The most talked-about changes to OSHA’s new recordkeeping standard are its data submission requirement and OSHA’s intent to publish that data in a searchable online database. However, the Occupational Safety and Health Administration (OSHA) also revised the requirements in the rule that affect workers’ right to report work-related injuries and illnesses, and employers’ responsibility to keep workers informed about that right.

Here’s what’s changing as a result of the new rule.

Getting People Talking

One of OSHA’s stated goals for the revised recordkeeping rule is to improve the completeness and accuracy of injury and illness data collected by employers and reported to OSHA. Some commenters on the proposed rule suggested that OSHA’s plan to publish the data it collects could cause employers to put policies in place that discourage employee reporting of injuries and illnesses. Since OSHA already considers underreporting of work-related injuries and illnesses a problem, the Agency was very concerned about this possibility. Rather than back away from its plan to publish the data, however, OSHA strengthened the provisions in the recordkeeping rule regarding the reporting of injuries and illnesses by employees.

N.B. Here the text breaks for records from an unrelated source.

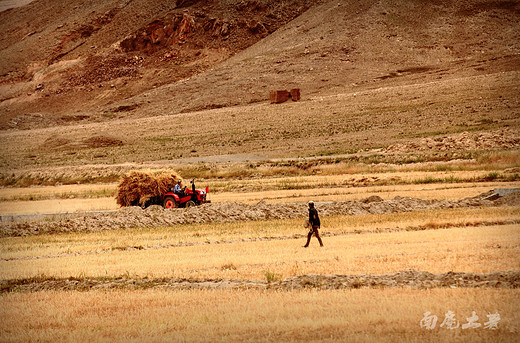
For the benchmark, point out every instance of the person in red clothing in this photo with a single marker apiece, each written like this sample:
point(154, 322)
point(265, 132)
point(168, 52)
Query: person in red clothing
point(314, 221)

In order to discourage policies that suppress employee reporting of injuries and illnesses, paragraphs 1904.35 and 1904.36 of OSHA’s revised final rule:

  • Requires employers to inform employees of their right to report work-related injuries and illnesses free from retaliation. Under the previous rule, employers were required to tell employees how to report work-related injuries and illnesses. Under the revised rule, employers are additionally required to tell employees that they have a right to make such a report without fear of discipline, termination, or other forms of retaliation.
  • Clarifies the existing implicit requirement that an employer’s procedure for reporting work-related injuries and illnesses must be reasonable. Under the previous rule, employers were already required to set up a way for employees to promptly report work-related injuries and illnesses. The new rule specifically states that reporting procedures must be reasonable and that a procedure that would deter or discourage reporting (as described in OSHA’s March 12, 2012, enforcement Memorandum: Employer Safety Incentive and Disincentive Policies and Practices) is not reasonable. Although the employer’s obligation has not changed, OSHA believes that the final rule will enable it to more effectively enforce the requirement against employers whose reporting procedures it takes issue with. As examples of reporting requirements that OSHA considers “unreasonable,” OSHA cites reporting programs that have too many steps to be convenient for workers, and “prompt reporting” requirements that impose discipline on workers who do not report quickly enough.
  • Prohibits employers from retaliating against employees for reporting work-related injuries or illnesses. This prohibition is already found in Section 11(c) of the OSH Act, so OSHA does not consider it a new requirement. However, incorporating the requirement into Part 1904 expands OSHA’s ability to enforce the requirement. The OSH Act only authorizes OSHA to take action against an employer that retaliates against an employee for reporting a work-related illness or injury if the employee files a complaint with OSHA within 30 days of the retaliation. Under the revised recordkeeping standard, OSHA can take action against the employer regardless of whether the employee files a complaint.

The data submission requirements in the new rule do not take effect until January 2017, but the changes discussed above go into effect sooner: August 10, 2016.